1.7. Frequently Asked Questions

1.7.1. Programming

1.7.1.1. Can I pass a function as an argument to a jitted function?

You can’t, but in many cases you can use a closure to emulate it. For example, this example:

@jit(nopython=True)
def f(g, x):
    return g(x) + g(-x)

result = f(my_g_function, 1)

could be rewritten using a factory function:

def make_f(g):
    # Note: a new f() is compiled each time make_f() is called!
    @jit(nopython=True)
    def f(x):
        return g(x) + g(-x)
    return f

f = make_f(my_g_function)
result = f(1)

1.7.1.2. Numba doesn’t seem to care when I modify a global variable

Numba considers global variables as compile-time constants. If you want your jitted function to update itself when you have modified a global variable’s value, one solution is to recompile it using the recompile() method. This is a relatively slow operation, though, so you may instead decide to rearchitect your code and turn the global variable into a function argument.

1.7.1.3. Can I debug a jitted function?

Calling into pdb or other such high-level facilities is currently not supported from Numba-compiled code. However, you can temporarily disable compilation by setting the NUMBA_DISABLE_JIT environment variable.

1.7.2. Performance

1.7.2.1. Does Numba inline functions?

Numba gives enough information to LLVM so that functions short enough can be inlined. This only works in nopython mode.

1.7.2.2. Does Numba vectorize array computations (SIMD)?

Numba doesn’t implement such optimizations by itself, but it lets LLVM apply them.

1.7.2.3. Does Numba parallelize code?

No, it doesn’t. If you want to run computations concurrently on multiple threads (by releasing the GIL) or processes, you’ll have to handle the pooling and synchronisation yourself.

Or, you can take a look at NumbaPro.

1.7.2.4. Can Numba speed up short-running functions?

Not significantly. New users sometimes expect to JIT-compile such functions:

def f(x, y):
    return x + y

and get a significant speedup over the Python interpreter. But there isn’t much Numba can improve here: most of the time is probably spent in CPython’s function call mechanism, rather than the function itself. As a rule of thumb, if a function takes less than 10 µs to execute: leave it.
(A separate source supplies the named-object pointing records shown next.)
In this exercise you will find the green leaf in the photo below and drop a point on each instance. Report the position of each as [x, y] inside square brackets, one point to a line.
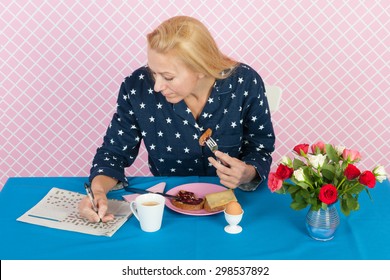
[332, 153]
[328, 171]
[297, 163]
[352, 203]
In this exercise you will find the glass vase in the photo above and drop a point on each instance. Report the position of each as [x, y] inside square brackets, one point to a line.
[322, 224]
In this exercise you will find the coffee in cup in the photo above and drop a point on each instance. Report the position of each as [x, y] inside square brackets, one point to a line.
[148, 209]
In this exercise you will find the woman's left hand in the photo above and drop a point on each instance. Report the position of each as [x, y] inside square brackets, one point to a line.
[232, 172]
The exception is that you should JIT-compile that function if it is called from another jitted function.

1.7.2.5. There is a delay when JIT-compiling a complicated function, how can I improve it?

Try to pass cache=True to the @jit decorator. It will keep the compiled version on disk for later use.

A more radical alternative is ahead-of-time compilation.

1.7.3. Integration with other utilities

1.7.3.1. Can I “freeze” an application which uses Numba?

If you’re using PyInstaller or a similar utility to freeze an application, you may encounter issues with llvmlite. llvmlite needs a non-Python DLL for its working, but it won’t be automatically detected by freezing utilities. You have to inform the freezing utility of the DLL’s location: it will usually be named llvmlite/binding/libllvmlite.so or llvmlite/binding/llvmlite.dll, depending on your system.

1.7.3.2. I get errors when running a script twice under Spyder

When you run a script in a console under Spyder, Spyder first tries to reload existing modules. This doesn’t work well with Numba, and can produce errors like TypeError: No matching definition for argument type(s).

There is a fix in the Spyder preferences. Open the “Preferences” window, select “Console”, then “Advanced Settings”, click the “Set UMR excluded modules” button, and add numba inside the text box that pops up.

To see the setting take effect, be sure to restart the IPython console or kernel.